Disclosure of Invention

The invention aims to provide an intelligent binding method for facial images, which aims to solve the technical problems that the authenticity of facial expression binding in the prior art is reduced, and the facial expression binding in game animation has a clamping effect.

In order to solve the technical problems, the invention specifically provides the following technical scheme:

an intelligent binding method for facial images comprises the following steps:

acquiring a face video, wherein the face video comprises a group of first face images connected according to time sequence;

Obtaining a group of second face images through a time sequence prediction network according to the group of first face images, wherein each second face image is positioned at the time sequence of each first face image, the second face images correspond to the time sequence prediction result of the group of first face images, and the time sequence prediction network is a neural network;

Performing feature extraction on the first face image and the second face image at each time sequence through a feature extraction network, and correspondingly obtaining binding face features at each time sequence, wherein the feature extraction network is a neural network;

carrying out facial image analysis on the binding facial features at each time sequence position through a facial image restoration model to obtain a third facial image, wherein the facial image restoration model is a neural network;

Carrying out facial image binding parameter measurement according to the third facial image at each time sequence through a parameter measurement network to obtain facial image binding parameters at each time sequence, wherein the parameter measurement network is a neural network, the facial image binding parameters correspond to Blender Shape binding parameters applied to a FLAME facial model, and the FLAME facial model is used for realizing automatic binding of the facial model to the facial image according to the Blender Shape binding parameters.

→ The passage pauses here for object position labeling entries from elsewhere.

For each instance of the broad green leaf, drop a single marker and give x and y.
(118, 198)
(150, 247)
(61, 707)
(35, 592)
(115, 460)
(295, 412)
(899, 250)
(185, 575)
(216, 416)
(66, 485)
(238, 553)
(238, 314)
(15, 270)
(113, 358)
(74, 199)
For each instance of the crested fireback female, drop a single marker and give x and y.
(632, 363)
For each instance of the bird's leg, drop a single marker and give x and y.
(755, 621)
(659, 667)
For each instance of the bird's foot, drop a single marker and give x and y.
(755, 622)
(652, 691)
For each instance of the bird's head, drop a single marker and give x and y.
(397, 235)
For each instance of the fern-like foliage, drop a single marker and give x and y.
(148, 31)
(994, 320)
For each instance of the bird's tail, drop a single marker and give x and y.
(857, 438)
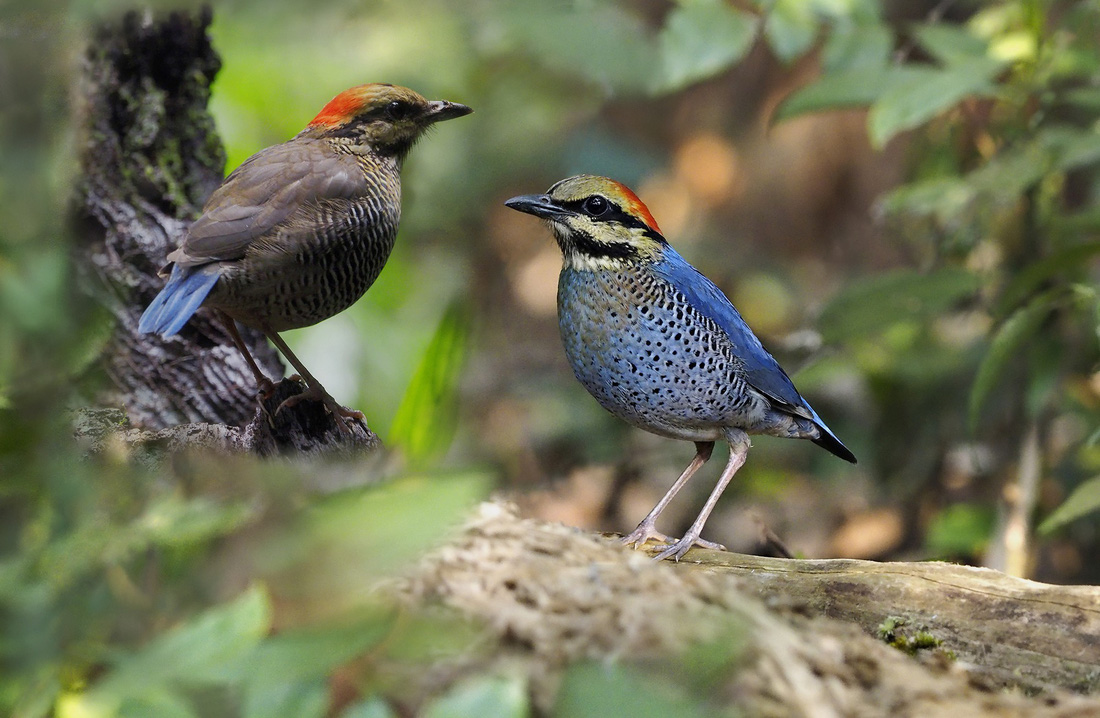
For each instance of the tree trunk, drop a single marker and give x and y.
(150, 158)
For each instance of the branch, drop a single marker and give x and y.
(553, 595)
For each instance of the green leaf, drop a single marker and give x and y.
(155, 704)
(850, 88)
(196, 652)
(373, 707)
(959, 529)
(488, 696)
(287, 699)
(1085, 499)
(855, 47)
(596, 691)
(426, 419)
(876, 304)
(307, 655)
(601, 42)
(1004, 346)
(701, 39)
(1031, 277)
(927, 92)
(950, 44)
(791, 26)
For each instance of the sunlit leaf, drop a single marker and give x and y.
(425, 423)
(959, 529)
(496, 697)
(875, 304)
(702, 37)
(1085, 499)
(925, 94)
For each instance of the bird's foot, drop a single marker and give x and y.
(265, 388)
(641, 536)
(677, 550)
(340, 412)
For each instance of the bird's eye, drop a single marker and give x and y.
(398, 110)
(595, 206)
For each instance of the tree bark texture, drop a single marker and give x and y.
(150, 157)
(811, 636)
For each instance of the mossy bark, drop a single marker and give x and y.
(150, 157)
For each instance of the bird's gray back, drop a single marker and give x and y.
(323, 253)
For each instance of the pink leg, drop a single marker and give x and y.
(738, 452)
(647, 529)
(314, 388)
(265, 385)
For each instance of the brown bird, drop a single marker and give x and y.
(300, 230)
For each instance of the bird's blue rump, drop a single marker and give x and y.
(184, 294)
(761, 369)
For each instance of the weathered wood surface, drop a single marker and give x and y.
(806, 629)
(1013, 631)
(150, 156)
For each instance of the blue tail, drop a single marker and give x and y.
(828, 440)
(178, 300)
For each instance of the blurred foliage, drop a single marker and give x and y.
(965, 315)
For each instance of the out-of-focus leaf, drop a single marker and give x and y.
(596, 691)
(877, 302)
(601, 42)
(950, 44)
(790, 28)
(287, 699)
(305, 655)
(347, 542)
(196, 652)
(702, 37)
(156, 704)
(490, 696)
(1086, 98)
(425, 423)
(1030, 278)
(1085, 499)
(850, 88)
(1070, 147)
(925, 94)
(373, 707)
(943, 198)
(857, 46)
(959, 529)
(1005, 344)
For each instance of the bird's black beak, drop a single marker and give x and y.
(439, 110)
(539, 206)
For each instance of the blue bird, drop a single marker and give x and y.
(659, 345)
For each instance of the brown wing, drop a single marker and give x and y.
(264, 191)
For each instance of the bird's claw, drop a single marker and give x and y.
(677, 550)
(265, 388)
(340, 413)
(641, 536)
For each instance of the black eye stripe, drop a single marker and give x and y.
(614, 213)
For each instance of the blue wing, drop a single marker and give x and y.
(761, 369)
(178, 300)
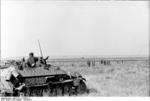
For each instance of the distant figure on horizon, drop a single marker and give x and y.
(31, 61)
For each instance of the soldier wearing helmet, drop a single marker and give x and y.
(31, 61)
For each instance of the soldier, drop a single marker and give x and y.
(31, 61)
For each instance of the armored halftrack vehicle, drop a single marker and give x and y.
(40, 81)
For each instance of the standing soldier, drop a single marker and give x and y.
(31, 61)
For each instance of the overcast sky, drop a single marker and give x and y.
(74, 28)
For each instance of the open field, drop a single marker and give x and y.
(118, 77)
(130, 78)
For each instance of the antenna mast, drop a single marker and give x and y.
(40, 48)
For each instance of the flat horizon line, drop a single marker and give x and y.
(84, 56)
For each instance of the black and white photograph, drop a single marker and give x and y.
(74, 48)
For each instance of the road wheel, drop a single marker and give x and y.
(46, 92)
(67, 90)
(59, 91)
(27, 92)
(81, 89)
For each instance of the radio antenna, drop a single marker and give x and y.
(40, 48)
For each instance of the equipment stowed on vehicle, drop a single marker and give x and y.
(47, 82)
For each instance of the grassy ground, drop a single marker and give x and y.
(127, 79)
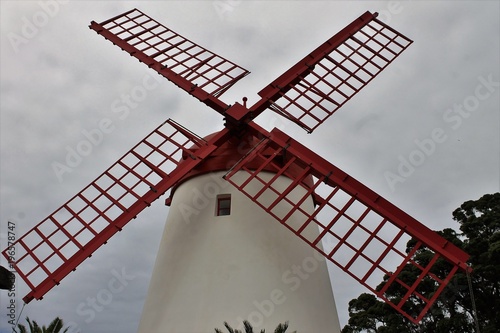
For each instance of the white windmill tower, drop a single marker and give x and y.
(222, 258)
(253, 213)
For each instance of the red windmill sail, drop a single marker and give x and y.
(360, 232)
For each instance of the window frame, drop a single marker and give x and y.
(221, 199)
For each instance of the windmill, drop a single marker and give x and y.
(236, 170)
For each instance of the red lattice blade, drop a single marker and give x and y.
(352, 226)
(58, 244)
(193, 68)
(322, 82)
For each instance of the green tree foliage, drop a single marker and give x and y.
(453, 311)
(249, 329)
(55, 326)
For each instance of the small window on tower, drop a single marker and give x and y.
(223, 204)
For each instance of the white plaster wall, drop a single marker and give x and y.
(245, 266)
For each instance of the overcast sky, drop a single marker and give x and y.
(59, 79)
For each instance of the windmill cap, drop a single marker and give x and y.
(228, 154)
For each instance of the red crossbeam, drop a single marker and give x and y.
(201, 73)
(322, 82)
(59, 243)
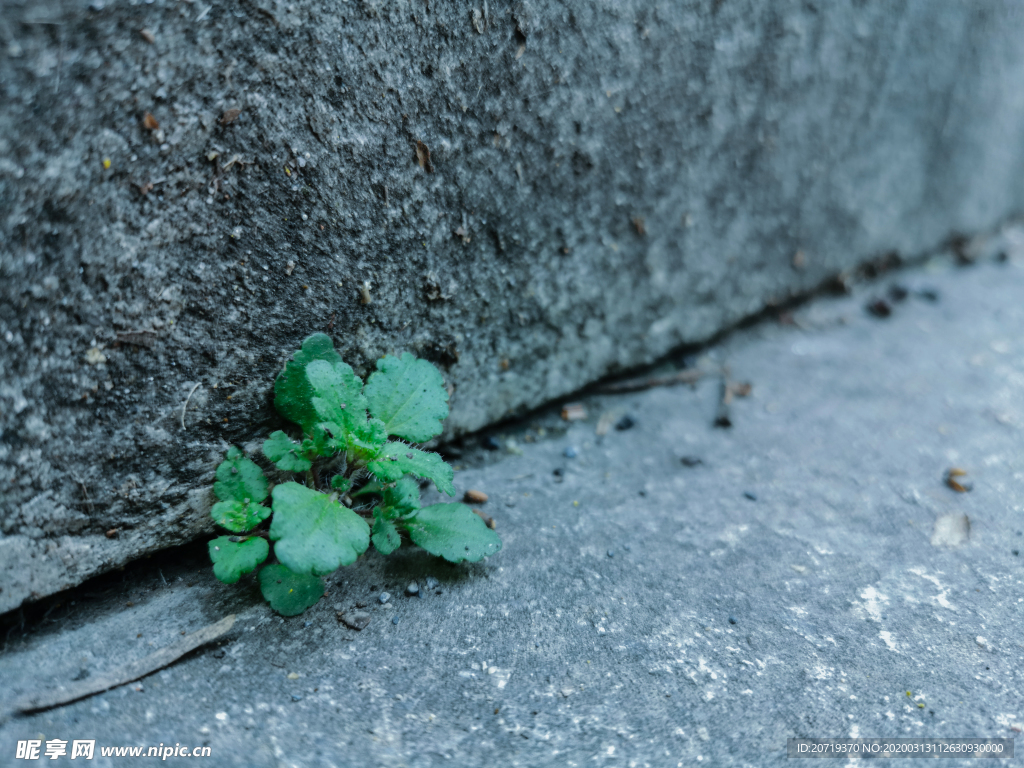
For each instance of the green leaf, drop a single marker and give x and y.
(385, 536)
(397, 459)
(313, 532)
(241, 486)
(289, 593)
(368, 438)
(231, 559)
(292, 392)
(401, 498)
(285, 453)
(453, 531)
(326, 439)
(337, 394)
(409, 395)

As a preferred embodiment of the present invention, obtaining a set of second face images through a time-series prediction network according to a set of first face images includes:

acquiring a time sequence of each first face image, and sequentially taking the time sequence as a prediction time sequence;

Deep learning is carried out on each first face facial image positioned at a pre-time sequence of the prediction time sequence by utilizing an LSTM network, so that a time sequence prediction model of a second face facial image at the prediction time sequence is obtained;

And predicting the second face image at each prediction time sequence by using a time sequence prediction model at each prediction time sequence to obtain a group of second face images.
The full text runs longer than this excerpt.